Social support is an extremely diverse topic. It is the subject of approximately forty thousand scholarly articles when entered into the Grand Valley State University library database under the keyword, “social support.” For example, social support has been linked to positive psychological health and low rates of disorders (Barrera, 1986; Finch, Okun, Pool & Ruehlman, 1999; Sarason, Sarason & Gurung, 2001), major depression (Lakey & Cronin, 2008), and posttraumatic stress disorder (Brewin, Andrews, & Valentine, 2000). Also, people who do not have a strong social support system are subject to general psychological distress (Barrera, 1986; Cohen & Wills, 1985; Sarason, 2001).

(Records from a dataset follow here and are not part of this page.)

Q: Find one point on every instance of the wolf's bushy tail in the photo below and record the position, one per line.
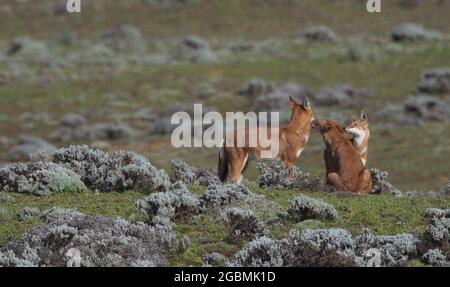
(223, 164)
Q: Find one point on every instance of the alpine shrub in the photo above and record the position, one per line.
(69, 238)
(118, 171)
(244, 225)
(39, 178)
(176, 203)
(303, 207)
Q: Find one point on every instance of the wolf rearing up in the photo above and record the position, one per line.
(345, 170)
(233, 160)
(359, 128)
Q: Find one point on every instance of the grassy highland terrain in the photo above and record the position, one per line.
(66, 65)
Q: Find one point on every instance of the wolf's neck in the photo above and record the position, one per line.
(360, 139)
(299, 125)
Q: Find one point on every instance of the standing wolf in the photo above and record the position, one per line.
(292, 138)
(345, 170)
(359, 128)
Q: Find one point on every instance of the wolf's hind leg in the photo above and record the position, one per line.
(365, 180)
(335, 180)
(237, 166)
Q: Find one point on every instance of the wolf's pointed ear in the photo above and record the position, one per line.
(293, 102)
(306, 103)
(326, 127)
(364, 116)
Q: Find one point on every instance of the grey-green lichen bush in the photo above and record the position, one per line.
(176, 203)
(69, 238)
(243, 224)
(436, 258)
(328, 247)
(39, 178)
(413, 32)
(118, 171)
(221, 195)
(303, 207)
(192, 175)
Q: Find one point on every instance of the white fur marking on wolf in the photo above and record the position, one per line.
(359, 134)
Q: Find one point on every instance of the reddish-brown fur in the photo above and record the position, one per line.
(345, 170)
(359, 128)
(292, 139)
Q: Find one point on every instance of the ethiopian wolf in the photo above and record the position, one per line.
(290, 140)
(345, 170)
(359, 128)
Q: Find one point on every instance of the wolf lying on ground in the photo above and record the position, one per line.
(345, 170)
(233, 159)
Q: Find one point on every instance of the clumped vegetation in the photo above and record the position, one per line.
(221, 195)
(303, 207)
(191, 175)
(40, 178)
(115, 87)
(243, 224)
(177, 202)
(117, 171)
(69, 236)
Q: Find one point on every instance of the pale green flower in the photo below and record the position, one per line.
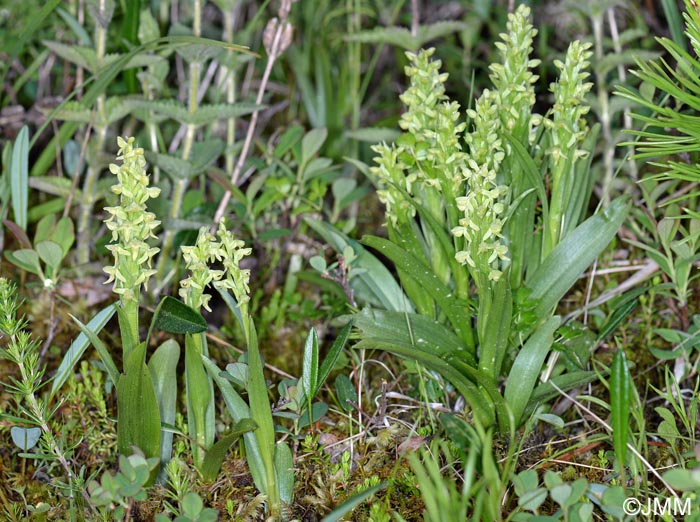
(513, 79)
(130, 223)
(199, 257)
(484, 203)
(426, 161)
(568, 127)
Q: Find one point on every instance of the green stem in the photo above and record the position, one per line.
(180, 187)
(199, 398)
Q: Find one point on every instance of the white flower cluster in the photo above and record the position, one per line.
(130, 223)
(568, 127)
(484, 204)
(207, 250)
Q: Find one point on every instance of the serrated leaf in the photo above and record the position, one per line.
(204, 114)
(174, 316)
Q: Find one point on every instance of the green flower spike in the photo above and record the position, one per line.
(131, 224)
(483, 205)
(201, 255)
(237, 279)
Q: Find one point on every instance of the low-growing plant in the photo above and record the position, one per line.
(31, 423)
(117, 494)
(574, 501)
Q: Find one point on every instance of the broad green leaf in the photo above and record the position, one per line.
(332, 356)
(50, 253)
(284, 468)
(570, 258)
(78, 347)
(237, 373)
(373, 134)
(163, 368)
(138, 417)
(25, 258)
(56, 186)
(25, 438)
(102, 350)
(198, 398)
(450, 305)
(375, 285)
(493, 325)
(346, 507)
(261, 413)
(622, 307)
(481, 405)
(239, 410)
(19, 174)
(45, 228)
(174, 316)
(527, 367)
(568, 381)
(620, 383)
(216, 455)
(411, 331)
(79, 55)
(76, 27)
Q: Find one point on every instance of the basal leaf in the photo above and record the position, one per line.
(174, 316)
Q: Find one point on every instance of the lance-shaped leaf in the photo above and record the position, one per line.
(570, 258)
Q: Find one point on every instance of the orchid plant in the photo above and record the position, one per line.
(485, 221)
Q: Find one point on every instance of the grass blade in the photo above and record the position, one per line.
(351, 503)
(78, 347)
(19, 177)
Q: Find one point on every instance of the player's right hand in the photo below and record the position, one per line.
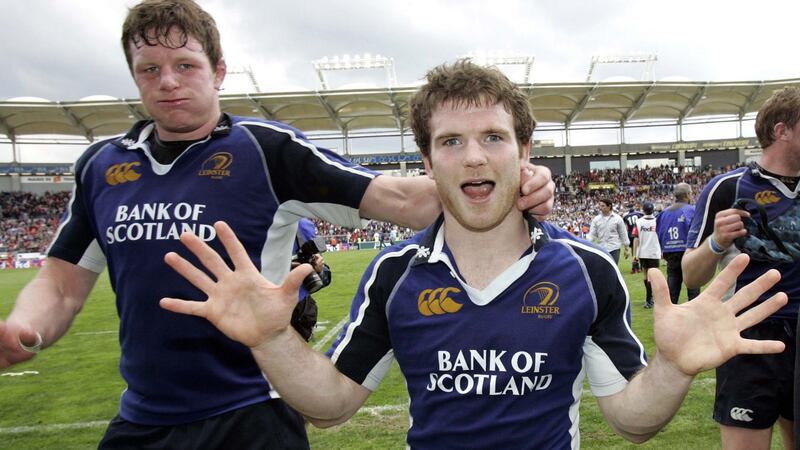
(10, 336)
(728, 226)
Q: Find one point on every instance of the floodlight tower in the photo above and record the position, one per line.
(504, 59)
(647, 60)
(356, 62)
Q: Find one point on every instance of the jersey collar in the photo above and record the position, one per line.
(776, 182)
(433, 248)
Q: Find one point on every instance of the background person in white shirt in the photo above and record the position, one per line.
(608, 229)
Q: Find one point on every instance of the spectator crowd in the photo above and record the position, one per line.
(28, 221)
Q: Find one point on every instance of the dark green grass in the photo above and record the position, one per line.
(78, 380)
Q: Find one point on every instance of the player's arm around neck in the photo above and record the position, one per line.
(690, 338)
(411, 202)
(251, 310)
(308, 381)
(45, 306)
(648, 402)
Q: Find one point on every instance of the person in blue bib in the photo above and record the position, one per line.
(186, 167)
(493, 317)
(672, 226)
(755, 209)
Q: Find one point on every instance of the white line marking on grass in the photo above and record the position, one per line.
(19, 374)
(54, 427)
(377, 410)
(330, 334)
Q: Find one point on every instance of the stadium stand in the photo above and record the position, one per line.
(29, 220)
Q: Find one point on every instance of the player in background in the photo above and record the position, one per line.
(755, 391)
(493, 317)
(608, 230)
(646, 249)
(630, 219)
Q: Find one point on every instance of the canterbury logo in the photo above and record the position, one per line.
(216, 166)
(540, 299)
(741, 414)
(767, 197)
(122, 173)
(436, 301)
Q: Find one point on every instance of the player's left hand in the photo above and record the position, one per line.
(241, 303)
(705, 332)
(537, 191)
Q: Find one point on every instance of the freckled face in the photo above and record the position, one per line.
(475, 160)
(178, 87)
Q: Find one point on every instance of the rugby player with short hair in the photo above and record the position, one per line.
(755, 391)
(493, 317)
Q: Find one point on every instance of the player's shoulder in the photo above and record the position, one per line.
(727, 178)
(94, 149)
(266, 126)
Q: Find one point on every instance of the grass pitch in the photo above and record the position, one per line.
(64, 397)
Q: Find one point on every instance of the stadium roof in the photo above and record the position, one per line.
(343, 112)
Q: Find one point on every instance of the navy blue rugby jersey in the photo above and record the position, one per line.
(748, 182)
(258, 176)
(672, 226)
(501, 367)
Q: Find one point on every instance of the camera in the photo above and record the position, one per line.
(307, 250)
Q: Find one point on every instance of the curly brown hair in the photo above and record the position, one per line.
(150, 23)
(465, 83)
(782, 106)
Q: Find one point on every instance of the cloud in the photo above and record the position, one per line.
(65, 50)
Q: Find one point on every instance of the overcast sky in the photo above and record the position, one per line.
(69, 49)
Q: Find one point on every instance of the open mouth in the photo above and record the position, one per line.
(478, 189)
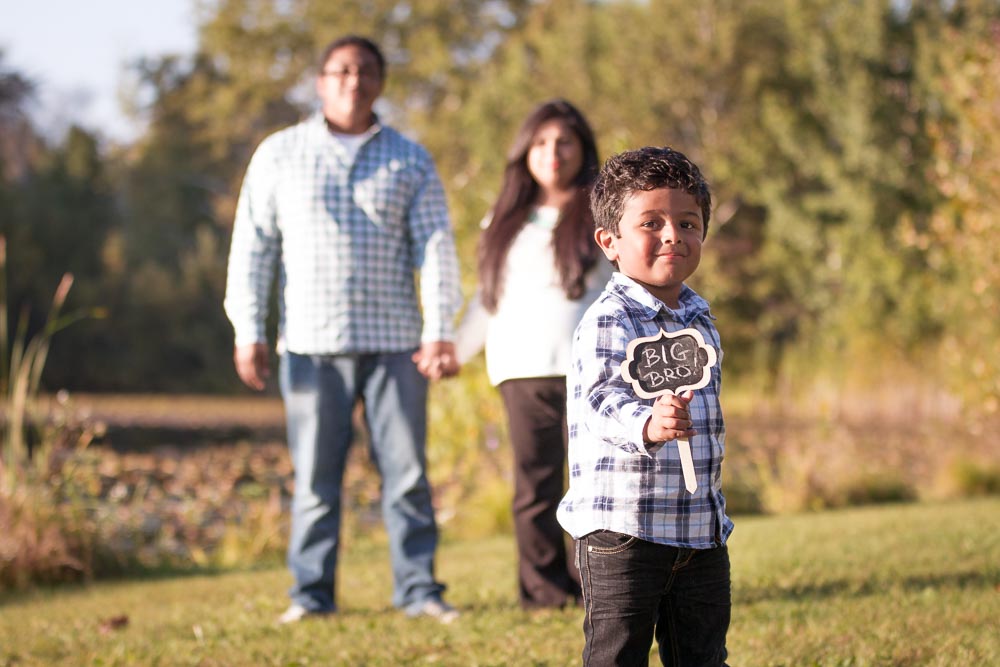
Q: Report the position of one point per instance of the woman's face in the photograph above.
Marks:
(555, 156)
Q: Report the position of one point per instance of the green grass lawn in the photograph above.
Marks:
(893, 585)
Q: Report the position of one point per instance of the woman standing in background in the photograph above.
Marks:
(539, 270)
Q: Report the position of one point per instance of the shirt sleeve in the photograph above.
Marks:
(434, 252)
(254, 250)
(470, 338)
(612, 411)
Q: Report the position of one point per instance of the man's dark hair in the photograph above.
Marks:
(358, 41)
(646, 168)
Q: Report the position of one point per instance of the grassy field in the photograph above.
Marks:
(914, 584)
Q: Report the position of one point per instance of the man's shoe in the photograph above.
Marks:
(297, 612)
(439, 610)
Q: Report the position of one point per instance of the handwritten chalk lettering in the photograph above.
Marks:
(668, 363)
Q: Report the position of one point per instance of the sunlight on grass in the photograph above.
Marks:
(902, 585)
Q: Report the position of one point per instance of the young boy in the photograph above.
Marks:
(652, 556)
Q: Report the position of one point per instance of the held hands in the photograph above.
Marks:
(436, 360)
(670, 419)
(252, 365)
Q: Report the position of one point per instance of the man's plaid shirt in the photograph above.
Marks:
(347, 238)
(615, 482)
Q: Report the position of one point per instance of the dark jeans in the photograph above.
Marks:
(536, 413)
(633, 589)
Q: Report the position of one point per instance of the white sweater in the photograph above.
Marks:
(530, 333)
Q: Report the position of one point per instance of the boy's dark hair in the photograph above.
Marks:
(358, 41)
(646, 168)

The present study is an investigation of the mechanisms by which perceived social support is linked to better mental health. This study was conducted to explore the link between favorable affect and perceived social support by examining the extent to which conversation elaboration (CE) is highly relational and the extent to which CE can account for perceived support’s link to mental health, specifically for relational influences. This was be done by testing relational regulation theory (RRT) which explains the association between perceived support and mental health by using CE as the mechanism. This study examines RRT as an alternative to the stress and coping theory, which is currently the dominant mechanism for social support stress coping which occurs when people are better insulated or equipped by social support to deal with hazardous effects from stress. This was done by utilizing United States Marine Corps reservists to rate the perceived support provided and received from other Marines in their company.

Findings were consistent with RRT for relational influences: Perceived social support and CE are correlated at about .77 and both are correlated with positive affect at about .42 and with negative affect at about -.35. Perceived social support was found to be linked to high positive affect and low negative affect, and positive affect and negative affect were weakly correlated. Perceived social support’s link to negative affect was lower than perceived social support’s link to positive affect. Perceived social support and CE were very highly correlated and showed the same pattern of correlations with positive affect and negative affect as did perceived social support. Conversation elaboration can account for perceived social support’s link to negative affect but not positive affect. This infers that there is significant recipient trait variance for each of these constructs. The current study demonstrates a useful tool for studying social influences on relational influence and affect that could easily be adopted for use in studying information processing within clinical disorder. These results may help to build the basic science needed to support interventions by providers that match a recipient’s unique personality.